The aim of this application is to allow the reproducibility of OpenTarget Platform data release pipeline. The input files are copied in a local hard disk and eventually in a specific google storage bucket
Currently, the application executes 11 steps and finally it generates the input resources for the ETL pipeline (https://github.com/opentargets/data_pipeline)
List of available steps:
- BaselineExpression
- Disease
- Drug
- Evidence
- Expression
- Go
- Homologues
- Interactions
- Literature
- Mousephenotypes
- OpenFDA
- Otar
- Pharmacogenomics
- PPPEvidence
- Reactome
- SO
- Target
- TargetEngine
Within this application you can simply download a file from FTP, HTTP or Google Cloud Bucket but at the same time the file can be processed in order to generate a new resource. The final files are located under the output directory while the files used for the computation are saved under stages.

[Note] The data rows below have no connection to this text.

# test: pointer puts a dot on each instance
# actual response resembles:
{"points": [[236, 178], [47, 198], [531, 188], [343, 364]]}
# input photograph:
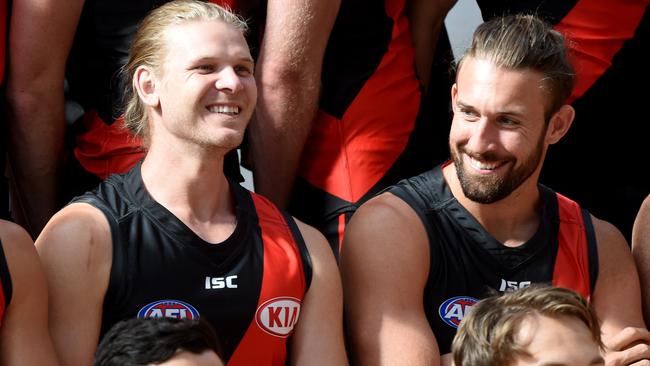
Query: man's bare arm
{"points": [[288, 77], [76, 251], [24, 336], [641, 253], [617, 299], [318, 339], [384, 267], [40, 38]]}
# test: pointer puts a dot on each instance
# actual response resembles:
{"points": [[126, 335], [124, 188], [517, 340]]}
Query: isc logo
{"points": [[454, 310], [278, 316], [168, 309], [513, 285], [215, 283]]}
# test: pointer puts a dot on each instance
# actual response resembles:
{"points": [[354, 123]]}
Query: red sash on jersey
{"points": [[283, 283], [346, 157], [2, 304], [572, 262], [3, 37], [107, 149], [596, 33]]}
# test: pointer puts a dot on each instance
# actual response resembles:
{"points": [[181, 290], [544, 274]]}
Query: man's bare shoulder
{"points": [[385, 217], [386, 232], [18, 249], [11, 233], [78, 230]]}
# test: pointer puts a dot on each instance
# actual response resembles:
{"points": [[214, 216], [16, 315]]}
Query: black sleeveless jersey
{"points": [[249, 287], [5, 285], [467, 263], [608, 43]]}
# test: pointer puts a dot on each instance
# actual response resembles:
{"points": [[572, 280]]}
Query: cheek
{"points": [[251, 90]]}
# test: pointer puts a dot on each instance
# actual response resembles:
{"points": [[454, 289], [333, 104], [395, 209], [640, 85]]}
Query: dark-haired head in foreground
{"points": [[147, 341]]}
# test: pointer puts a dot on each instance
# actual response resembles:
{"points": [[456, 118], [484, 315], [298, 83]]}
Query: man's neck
{"points": [[194, 189], [512, 220]]}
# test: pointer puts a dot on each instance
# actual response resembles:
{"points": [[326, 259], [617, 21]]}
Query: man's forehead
{"points": [[182, 37]]}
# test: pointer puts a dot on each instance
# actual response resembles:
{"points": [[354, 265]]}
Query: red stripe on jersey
{"points": [[283, 278], [596, 34], [347, 157], [3, 37], [2, 302], [107, 149], [572, 263]]}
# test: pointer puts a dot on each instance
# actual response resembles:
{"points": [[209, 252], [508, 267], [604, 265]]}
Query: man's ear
{"points": [[559, 124], [145, 83], [454, 95]]}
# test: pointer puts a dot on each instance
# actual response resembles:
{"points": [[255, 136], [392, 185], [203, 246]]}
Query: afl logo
{"points": [[169, 309], [278, 316], [454, 310]]}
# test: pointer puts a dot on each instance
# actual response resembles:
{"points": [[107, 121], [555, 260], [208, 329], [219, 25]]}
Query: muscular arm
{"points": [[41, 34], [75, 248], [24, 337], [617, 299], [384, 266], [318, 339], [426, 18], [641, 252], [288, 78]]}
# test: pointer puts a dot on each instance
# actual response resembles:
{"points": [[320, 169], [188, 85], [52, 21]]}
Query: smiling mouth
{"points": [[483, 165], [230, 110]]}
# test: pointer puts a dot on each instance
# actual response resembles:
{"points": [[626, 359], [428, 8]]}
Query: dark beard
{"points": [[486, 190]]}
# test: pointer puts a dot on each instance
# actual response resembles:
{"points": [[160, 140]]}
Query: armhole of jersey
{"points": [[5, 278], [592, 249], [302, 248], [406, 194], [110, 294]]}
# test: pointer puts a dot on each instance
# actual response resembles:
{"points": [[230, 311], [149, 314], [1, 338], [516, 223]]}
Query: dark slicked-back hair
{"points": [[520, 42], [487, 336], [142, 341]]}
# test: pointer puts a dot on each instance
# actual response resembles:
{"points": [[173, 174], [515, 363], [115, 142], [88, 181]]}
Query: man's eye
{"points": [[205, 68], [469, 114], [508, 122]]}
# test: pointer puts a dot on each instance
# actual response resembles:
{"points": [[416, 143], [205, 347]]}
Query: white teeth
{"points": [[227, 109], [482, 165]]}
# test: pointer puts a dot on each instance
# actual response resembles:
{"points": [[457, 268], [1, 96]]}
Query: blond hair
{"points": [[487, 335], [149, 49]]}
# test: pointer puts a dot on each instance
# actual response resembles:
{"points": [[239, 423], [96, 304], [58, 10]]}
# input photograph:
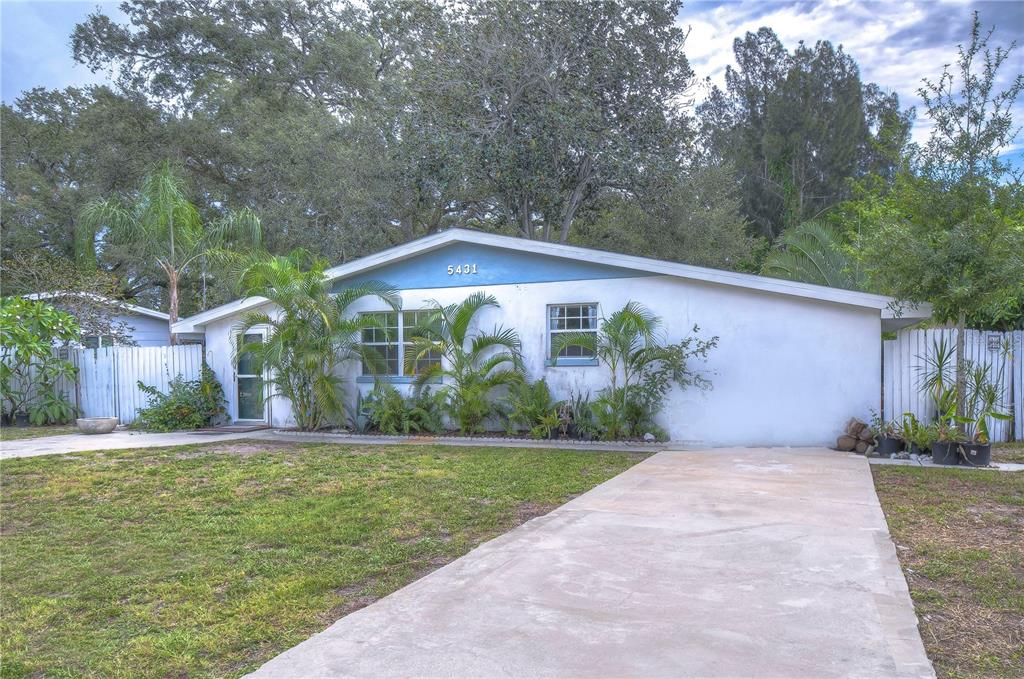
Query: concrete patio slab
{"points": [[747, 562]]}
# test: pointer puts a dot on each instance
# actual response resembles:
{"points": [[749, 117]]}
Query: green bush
{"points": [[390, 413], [188, 405], [531, 407], [30, 372]]}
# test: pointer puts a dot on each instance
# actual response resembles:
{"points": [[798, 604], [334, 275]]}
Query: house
{"points": [[132, 325], [794, 361]]}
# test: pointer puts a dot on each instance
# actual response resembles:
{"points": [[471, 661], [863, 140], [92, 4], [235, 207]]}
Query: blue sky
{"points": [[895, 43]]}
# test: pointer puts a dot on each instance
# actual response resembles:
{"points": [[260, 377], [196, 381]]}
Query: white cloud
{"points": [[896, 44]]}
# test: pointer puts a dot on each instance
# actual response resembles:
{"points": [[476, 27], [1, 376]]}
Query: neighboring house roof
{"points": [[642, 265], [128, 308]]}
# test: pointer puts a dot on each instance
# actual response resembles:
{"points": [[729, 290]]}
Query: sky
{"points": [[895, 43]]}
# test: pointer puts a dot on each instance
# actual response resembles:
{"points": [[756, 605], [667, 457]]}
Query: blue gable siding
{"points": [[493, 266]]}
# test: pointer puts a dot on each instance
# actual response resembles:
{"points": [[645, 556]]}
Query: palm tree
{"points": [[311, 334], [812, 252], [641, 369], [473, 364], [163, 224]]}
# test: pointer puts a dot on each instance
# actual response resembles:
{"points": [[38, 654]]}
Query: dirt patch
{"points": [[961, 542], [528, 510], [239, 448]]}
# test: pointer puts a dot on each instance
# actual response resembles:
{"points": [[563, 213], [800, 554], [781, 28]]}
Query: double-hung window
{"points": [[390, 341], [383, 343], [570, 319]]}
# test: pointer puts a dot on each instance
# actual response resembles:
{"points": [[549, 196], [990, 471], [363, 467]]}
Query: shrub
{"points": [[30, 372], [641, 369], [188, 405], [391, 413], [531, 407], [474, 363]]}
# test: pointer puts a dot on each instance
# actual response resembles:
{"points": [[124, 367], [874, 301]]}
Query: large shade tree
{"points": [[951, 230], [797, 126]]}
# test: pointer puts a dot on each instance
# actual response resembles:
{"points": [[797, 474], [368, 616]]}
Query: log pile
{"points": [[856, 436]]}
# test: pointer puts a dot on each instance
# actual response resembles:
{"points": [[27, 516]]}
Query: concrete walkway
{"points": [[28, 448], [748, 562]]}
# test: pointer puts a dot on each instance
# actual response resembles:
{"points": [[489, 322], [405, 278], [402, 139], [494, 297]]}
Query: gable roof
{"points": [[642, 265], [117, 303]]}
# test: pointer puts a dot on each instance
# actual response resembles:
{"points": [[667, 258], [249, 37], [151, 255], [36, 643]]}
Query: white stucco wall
{"points": [[786, 372]]}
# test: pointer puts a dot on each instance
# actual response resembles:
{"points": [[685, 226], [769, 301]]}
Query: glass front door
{"points": [[251, 401]]}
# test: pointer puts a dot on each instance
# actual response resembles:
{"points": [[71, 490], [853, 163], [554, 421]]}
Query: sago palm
{"points": [[163, 223], [310, 335], [472, 365]]}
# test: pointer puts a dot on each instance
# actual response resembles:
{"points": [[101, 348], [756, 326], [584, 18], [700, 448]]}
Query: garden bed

Below more details about how to execute the script.
Requires Google Cloud SDK and docker (if running locally)
- Set the values in the config or copy it to profiles/config.<profile_name>
- Note: you're unlikely to need to change anything other than the PIS Config section and maybe the image tag.
- Set the profile to one you need e.g.
make set_profile profile=dev
- Launch with pis arguments e.g. (steps for public) so
make launch_remote args='-exclude otar pppevidence'
- This deploys a vm on GCP, runs PIS with the args given, uploads the PIS output, configs and logs to the configured GCS bucket.
- To follow the logs while the VM is up, run the following:
gcloud compute ssh --zone "<pisvm.zone>" "<pisvm.username>@<pisvm.name" --project "open-targets-eu-dev" --command='journalctl -u google-startup-scripts.service -f'
- Launch with pis arguments e.g. (steps for public) so
make launch_local args='-exclude otar pppevidence'
- This runs PIS with the args given, uploads the PIS output, configs and logs to the configured GCS bucket.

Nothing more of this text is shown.